Chronique

Jeb Bishop Flex Quartet

Re-Collect

Jeb Bishop (tb), Russ Johnson (tp), Jason Roebke (b), Frank Rosaly (dms)

Label / Distribution : Not Two Records

Membre illustre du Vandermark 5 et du Globe Unity Orchestra d’Alexander von Schlippenbach, le tromboniste Jeb Bishop livre depuis des années une musique affranchie qui, si elle prend ses racines à Chicago – on se souvient du magnifique Chicago Overtones avec Kent Kessler et Daniele D’Agaro -, a su depuis toujours avoir un regard, voire une connexion avec l’improvisation européenne. En témoignent ses échanges avec Rodrigo Amado ou l’émouvant Könzert Fur Hannes, avec des confrères trombonistes. Son Flex Quartet est à cette image, bien que strictement étasunien. Dans le long développement de « Exordium/Salt  » qui ouvre cet album, on a le sentiment d’un chaos de coulisse qui cherche et s’arc-boute avant de se fondre dans les mouvement d’archet de Jason Roebke. Ce n’est pas une fin en soi, et l’on traverse la mise en place d’un propos solide et collectif comme on construit un puzzle. Le tout est de s’organiser au gré du lyrisme fluide de la trompette de Russ Johnson, qui offre un vocable très colemanien, tendance Ornette. Flex Quartet est souple et malléable ; c’est la moindre des choses.

Enregistré live en 2015 pour la « réouverture » du Hungry Brain, célèbre club de Chicago, Re-Collect est l’occasion d’entendre des musiciens fusionnels. C’est le cas de la base rythmique, impeccable, qui joint Roebke à son vieux camarade Frank Rosaly, dont l’explosivité fait ici merveille. Lorsque sur le premier morceau, Bishop prend un solo cinglant, mais aussi plus loin, lors d’un combat à fleuret moucheté sur « Lungfish », Rosaly instaure des climats avec une précision rare, sachant tirer de chaque recoin de métal de ses cymbales une véritable mise en relief des timbres éclatants du trombone. La volonté de Bishop, dans cette réunion de musiciens qui se connaissent de longue date, c’est d’offrir un large espace d’expression à chacun. Sur « Razorlip  », l’orchestre débute sur une progression collective free avant de laisser s’échapper une ligne plus mélodique où la trompette de Russ Johnson est à l’aise et vraiment créative.

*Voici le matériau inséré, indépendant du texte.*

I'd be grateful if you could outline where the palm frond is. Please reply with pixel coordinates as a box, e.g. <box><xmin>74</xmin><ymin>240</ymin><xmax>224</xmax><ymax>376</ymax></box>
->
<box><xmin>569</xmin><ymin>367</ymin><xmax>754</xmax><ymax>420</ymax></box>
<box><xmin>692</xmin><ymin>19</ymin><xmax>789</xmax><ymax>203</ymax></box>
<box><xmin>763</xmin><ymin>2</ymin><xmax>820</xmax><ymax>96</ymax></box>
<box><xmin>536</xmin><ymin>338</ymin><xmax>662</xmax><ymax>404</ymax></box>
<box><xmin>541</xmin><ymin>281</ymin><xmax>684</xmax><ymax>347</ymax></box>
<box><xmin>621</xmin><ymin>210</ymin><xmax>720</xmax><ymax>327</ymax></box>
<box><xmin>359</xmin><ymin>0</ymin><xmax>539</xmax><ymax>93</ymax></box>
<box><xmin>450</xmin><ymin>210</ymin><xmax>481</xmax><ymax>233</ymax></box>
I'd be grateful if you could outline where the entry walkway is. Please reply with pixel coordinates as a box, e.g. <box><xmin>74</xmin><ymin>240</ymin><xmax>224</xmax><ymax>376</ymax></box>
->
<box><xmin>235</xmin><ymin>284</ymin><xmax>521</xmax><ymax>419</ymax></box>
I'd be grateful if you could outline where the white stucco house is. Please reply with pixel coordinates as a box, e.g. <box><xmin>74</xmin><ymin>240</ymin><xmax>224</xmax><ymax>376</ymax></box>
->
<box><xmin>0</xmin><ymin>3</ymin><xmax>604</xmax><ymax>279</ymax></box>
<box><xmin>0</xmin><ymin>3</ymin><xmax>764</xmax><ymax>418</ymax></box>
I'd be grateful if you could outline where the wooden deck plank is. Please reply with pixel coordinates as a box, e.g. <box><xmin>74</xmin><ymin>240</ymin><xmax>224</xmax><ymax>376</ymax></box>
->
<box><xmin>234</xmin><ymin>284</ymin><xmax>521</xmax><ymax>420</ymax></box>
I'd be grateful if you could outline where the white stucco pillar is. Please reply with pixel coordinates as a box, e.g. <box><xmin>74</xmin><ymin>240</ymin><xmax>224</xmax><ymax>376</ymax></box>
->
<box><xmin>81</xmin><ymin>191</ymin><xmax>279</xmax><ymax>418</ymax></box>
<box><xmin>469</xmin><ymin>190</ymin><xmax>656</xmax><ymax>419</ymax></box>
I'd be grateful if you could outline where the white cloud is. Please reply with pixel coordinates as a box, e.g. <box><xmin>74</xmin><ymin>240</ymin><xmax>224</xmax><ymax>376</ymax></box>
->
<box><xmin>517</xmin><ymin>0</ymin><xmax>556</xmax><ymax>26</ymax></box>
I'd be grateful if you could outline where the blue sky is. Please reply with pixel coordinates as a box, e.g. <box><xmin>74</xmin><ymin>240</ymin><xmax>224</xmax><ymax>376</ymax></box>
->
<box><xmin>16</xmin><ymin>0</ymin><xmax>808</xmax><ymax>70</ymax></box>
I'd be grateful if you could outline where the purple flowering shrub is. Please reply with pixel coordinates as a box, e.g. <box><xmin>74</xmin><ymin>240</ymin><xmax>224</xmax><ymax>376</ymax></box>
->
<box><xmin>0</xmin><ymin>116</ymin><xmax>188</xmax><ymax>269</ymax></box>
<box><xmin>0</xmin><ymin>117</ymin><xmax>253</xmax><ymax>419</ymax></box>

Le secret de Re-Collect est d’embrasser avec décontraction une grande partie de l’histoire de nos musiques sans chercher la démonstration ou la théorie. On passe d’une atmosphère à l’autre au gré de l’envie ou de l’instant. Le quartet joue simple et direct, mais peut choisir, soudainement, de varier vers quelque chose de plus complexe. Jason Roebke veille à la cohérence de tout ceci avec une régularité impressionnante et permet au deux soufflants de mêler leurs voix, de jouer à l’unisson ou au contraire en franche opposition si cela peut donner davantage d’énergie. On pourrait imaginer qu’il y a des visions différentes entre Bishop et Johnson : elles sont extrêmement complémentaires et forment même le point d’équilibre de cet enregistrement. Ainsi, au centre de « Sweat The Grub/On The Floor  », après un beau solo de contrebasse, ce sont Bishop et Johnson qui relance une machine pleine de blues, où la trompette irradie avant de laisser place à un chorus véloce de Bishop. Paru sur le label Not Two, Re-Collect n’est pas seulement l’archive d’un concert d’il y a quatre ans. C’est surtout la preuve que la bonne musique vivante et libre ne se périme jamais. Principalement lorsqu’elle est exécutée avec une telle maestria.